Repression runs rampant in A Dangerous Method, with sexual and romantic desires subsumed beneath societal and ethical constructs in a manner echoed by David Cronenberg's expertly composed direction. For his tale of the intellectual relationship—and, later, battle—between Carl Jung (Michael Fassbender) and his idol/mentor Sigmund Freud (Viggo Mortensen), Cronenberg employs a cool, refined period-décor formalism, his camera movements as deliberate as his characters' external appearances are polished and restrained, and yet his placement of figures within his frame—always slyly conveying their shifting dominator/subjugated dynamics—boast the same electric charge as his subjects' roiling thoughts and passions. Despite its turn-of-the-century setting and visual/tonal modesty, however, Cronenberg's focus remains, as always, on issues of mind/body invasion, corruption, and rebirth, which here revolves around Jung's increasingly knotty relationship with patient Sabina Spielrein (Keira Knightley), who, over the course of the next decade, eventually takes Jung into her bed before finding herself inadvertently in the middle of his war with Freud.

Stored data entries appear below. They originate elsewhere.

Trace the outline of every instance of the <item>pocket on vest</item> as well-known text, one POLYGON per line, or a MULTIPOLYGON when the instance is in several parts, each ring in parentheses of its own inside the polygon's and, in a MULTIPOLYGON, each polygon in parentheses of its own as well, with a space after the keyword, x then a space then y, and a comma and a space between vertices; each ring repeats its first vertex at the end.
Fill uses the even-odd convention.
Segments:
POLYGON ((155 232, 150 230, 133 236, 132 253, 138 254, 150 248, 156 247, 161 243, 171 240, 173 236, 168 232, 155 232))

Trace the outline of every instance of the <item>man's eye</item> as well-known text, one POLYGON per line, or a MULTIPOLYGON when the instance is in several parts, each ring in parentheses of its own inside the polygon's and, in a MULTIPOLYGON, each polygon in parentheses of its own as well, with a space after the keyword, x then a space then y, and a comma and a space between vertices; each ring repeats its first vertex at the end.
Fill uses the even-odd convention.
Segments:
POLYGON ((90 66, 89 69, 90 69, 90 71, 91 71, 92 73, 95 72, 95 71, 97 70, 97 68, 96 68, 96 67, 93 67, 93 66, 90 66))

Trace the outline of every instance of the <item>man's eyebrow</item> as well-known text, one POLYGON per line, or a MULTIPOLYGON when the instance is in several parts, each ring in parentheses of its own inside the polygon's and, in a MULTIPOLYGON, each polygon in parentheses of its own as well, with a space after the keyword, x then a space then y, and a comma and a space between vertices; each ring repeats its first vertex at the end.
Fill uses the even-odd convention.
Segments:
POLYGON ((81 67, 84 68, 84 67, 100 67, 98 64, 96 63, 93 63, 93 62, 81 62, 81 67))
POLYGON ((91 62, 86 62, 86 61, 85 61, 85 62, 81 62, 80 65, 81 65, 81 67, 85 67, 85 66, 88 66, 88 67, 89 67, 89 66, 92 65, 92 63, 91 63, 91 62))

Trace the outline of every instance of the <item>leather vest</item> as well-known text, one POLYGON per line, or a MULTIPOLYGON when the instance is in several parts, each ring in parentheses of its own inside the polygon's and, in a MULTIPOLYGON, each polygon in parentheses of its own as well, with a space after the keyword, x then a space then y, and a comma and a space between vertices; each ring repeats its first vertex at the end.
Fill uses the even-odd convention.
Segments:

In his story's fixation on Jung's eventual embrace of a more carnally liberated view of psychotherapy, Cronenberg's latest plays not unlike a Merchant Ivory-ish version of Rabid, another film intimately concerned with abandoning conventional reason in favor of a new psychosexual paradigm. Constraining its characters aesthetically just as they constrain themselves cerebrally and erotically, A Dangerous Method (adapted from Christopher Hampton's 2002 play The Talking Cure, which was based on John Kerr's 1993 book A Most Dangerous Method) begins with Sabina's arrival in 1904 at Jung's Zurich clinic, screaming and flailing and jutting her jaw out with spittle-flying ferocity that borders on the cartoonish. Sabina's physical contortions are, as Jung discovers, the byproduct of abuse by her father that revolved around spanking (which excited her), thereby placing her neatly within the confines of Freud's everything-is-sexual-in-nature theories, but Knightley's facial spasms and bodily contortions don't quite sell this idea; the actress, while wholly committed, pushes too hard into mannered-gyration territory, thereby reducing Sabina to something of a caricatured freak show.
Knightley's unconvincing early performance is all the more glaring given that Cronenberg's stewardship and Fassbender's performance are so patient and collected. Yet as Jung's efforts to cure Sabina through Freud's “talking cure” begin to pay dividends and her seizures subside, the film becomes more even-keeled, and able to concentrate less on show-offy histrionics than on Jung's transformation, which is initiated through his efforts to treat Dr. Otto Gross (Vincent Cassel), whose belief in polygamy as a vehicle for true “freedom” increasingly speaks to Jung's detachment from his loyal wife, Emma (Sarah Gadon), and his eagerness to lie with Sabina. As Jung falls headfirst into a relationship with Sabina, he also strikes up a personal relationship with Freud, here conceived of as a somewhat menacing father figure to Jung (his figurative son/apprentice), whom he scolds for wanting to push the nascent field of psychotherapy into more supernatural, mystical realms.
That dichotomy between pure science-versus-superstition is encapsulated by a dryly witty scene between the two men involving a wood bookshelf making a cracking noise, with Cronenberg exhibiting an understated drollness that helps lend levity to what is otherwise a rather static affair dramatized through calm conversations and written letters. In a certain vital sense, Jung, Freud, and Sabina's affairs revolve around notions of patriarchy and efforts to liberate one's self from it, be it Sabina from societal expectations (unlike housewife Emma, who's despondent at not giving Jung a baby boy, Sabina relishes having a daughter and, also, a psychotherapist career) or Jung from Freud's domineering shadow. Yet as rigorous and stimulating as its thematic inquiries are, A Dangerous Method ultimately rests as much on its performances, and in that regard, it succeeds far more than it fails, with Fassbender giving pensive, profound depth to the impressionable Jung's conflict with himself and Freud, and a prosthetic nose-adorned Mortensen exuding imperious intimidation as Freud. They capture their historic figures' relatable humanity and larger-than-life brilliance with subtlety and grace, and ultimately do much to offset Knightley's early wild-eyed, overbiting mannerisms.